A model for this situation is to put 61000 ($n$) balls into an urn, of which 23000 ($n_1$) are labeled "A". 15000 ($k$) of these are drawn randomly without replacement. Of these, $m$ are found to be labeled "A". What is the chance that $m \ge 10000$?
The total number of possible samples equals the number of $k$-element subsets of an $n$-set, $\binom{n}{k}$. All are equally likely to be drawn, by hypothesis. Let $i \ge 10000$. The number of possible samples with $i$ A's is the number of subsets of an $n_1$-set having $i$ A's, times the number of subsets of an $n-n_1$-set having $k-i$ non-A's; that is, $\binom{n_1}{i}\binom{n-n_1}{k-i}$. Summing over all possible $i$ and dividing by the chance of each sample gives the probability of observing an overlap of $m = 10000$ or greater:
$$\Pr(\text{overlap} \ge m) = \frac{1}{\binom{n}{k}} \sum_{i=m}^{\min(n_1,k)} \binom{n_1}{i}\binom{n-n_1}{k-i}.$$
This answer is exact. For rapid calculation it can be expressed (in closed form) in terms of generalized hypergeometric functions; the details of this expression can be provided by a symbolic algebra program like Mathematica.

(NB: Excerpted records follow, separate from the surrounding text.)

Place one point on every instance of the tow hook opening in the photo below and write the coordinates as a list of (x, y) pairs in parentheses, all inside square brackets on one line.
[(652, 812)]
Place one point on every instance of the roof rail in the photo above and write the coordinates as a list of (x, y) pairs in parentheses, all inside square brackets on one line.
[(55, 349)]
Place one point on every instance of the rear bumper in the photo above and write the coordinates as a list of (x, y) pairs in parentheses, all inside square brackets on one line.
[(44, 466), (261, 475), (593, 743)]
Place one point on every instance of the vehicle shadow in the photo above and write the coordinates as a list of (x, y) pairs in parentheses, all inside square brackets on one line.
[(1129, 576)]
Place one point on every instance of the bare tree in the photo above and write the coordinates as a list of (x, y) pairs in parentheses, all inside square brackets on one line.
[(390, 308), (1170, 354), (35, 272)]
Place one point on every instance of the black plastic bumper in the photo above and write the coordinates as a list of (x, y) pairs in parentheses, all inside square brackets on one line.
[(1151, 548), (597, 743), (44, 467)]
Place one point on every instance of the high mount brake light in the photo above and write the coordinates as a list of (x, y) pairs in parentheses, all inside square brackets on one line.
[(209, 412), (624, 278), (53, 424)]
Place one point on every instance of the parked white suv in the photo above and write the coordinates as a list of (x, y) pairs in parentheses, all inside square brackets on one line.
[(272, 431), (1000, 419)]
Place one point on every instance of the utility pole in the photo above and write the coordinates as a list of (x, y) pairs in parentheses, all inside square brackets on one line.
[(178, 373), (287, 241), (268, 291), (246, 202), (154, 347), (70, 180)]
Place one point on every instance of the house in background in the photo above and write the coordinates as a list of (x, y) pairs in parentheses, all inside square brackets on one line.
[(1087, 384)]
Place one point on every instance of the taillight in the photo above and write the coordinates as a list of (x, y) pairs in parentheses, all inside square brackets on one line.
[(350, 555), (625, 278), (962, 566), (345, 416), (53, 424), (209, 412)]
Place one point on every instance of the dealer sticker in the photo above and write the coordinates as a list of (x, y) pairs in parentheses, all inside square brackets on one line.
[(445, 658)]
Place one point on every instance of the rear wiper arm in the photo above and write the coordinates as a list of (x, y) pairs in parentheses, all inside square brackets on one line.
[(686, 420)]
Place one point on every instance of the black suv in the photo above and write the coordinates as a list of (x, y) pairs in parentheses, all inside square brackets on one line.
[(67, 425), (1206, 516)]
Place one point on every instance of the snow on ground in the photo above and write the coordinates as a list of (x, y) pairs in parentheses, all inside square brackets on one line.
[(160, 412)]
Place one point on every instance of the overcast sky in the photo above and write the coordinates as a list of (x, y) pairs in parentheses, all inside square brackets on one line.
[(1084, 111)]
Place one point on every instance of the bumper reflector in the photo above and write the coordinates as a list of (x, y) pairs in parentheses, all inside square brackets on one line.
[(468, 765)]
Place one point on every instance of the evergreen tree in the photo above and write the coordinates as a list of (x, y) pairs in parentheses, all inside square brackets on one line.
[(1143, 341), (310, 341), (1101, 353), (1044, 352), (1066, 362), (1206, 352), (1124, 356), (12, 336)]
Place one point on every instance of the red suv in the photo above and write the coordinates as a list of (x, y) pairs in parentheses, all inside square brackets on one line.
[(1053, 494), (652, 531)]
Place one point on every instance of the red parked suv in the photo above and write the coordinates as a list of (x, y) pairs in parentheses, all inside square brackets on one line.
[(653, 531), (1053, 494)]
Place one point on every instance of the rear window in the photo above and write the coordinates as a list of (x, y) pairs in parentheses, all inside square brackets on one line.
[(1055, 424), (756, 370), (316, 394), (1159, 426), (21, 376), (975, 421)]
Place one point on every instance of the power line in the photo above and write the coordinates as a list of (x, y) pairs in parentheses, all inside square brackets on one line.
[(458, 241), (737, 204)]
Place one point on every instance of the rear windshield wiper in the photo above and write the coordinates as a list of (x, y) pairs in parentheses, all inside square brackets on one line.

The answer in this particular instance is $3.8057078557887\ldots \times 10^{-1515}$.
We can also use a Normal approximation. Coding A's as 1 and non-A's as 0, as usual, the mean of the urn is $p = 23000/61000 \sim 0.377$. The standard deviation of the urn is $\sigma = \sqrt{p(1-p)}$. Therefore the standard error of the observed proportion, $u = 10000/15000 \sim 0.667$, is
$$se(u) = \sigma \sqrt{(1 - \frac{15000-1}{61000-1})/15000} \sim 0.003436.$$
(see http://www.ma.utexas.edu/users/parker/sampling/woreplshort.htm). Thus the observed proportion is $z = \frac{u - p}{se(u)} \sim 84.28$ standard errors larger than expected. Obviously the corresponding p-value is low (it computes to $1.719\ldots \times 10^{-1545}$). Although the Normal approximation is no longer very accurate at such extreme z values (it's off by 30 orders of magnitude!), it still gives excellent guidance.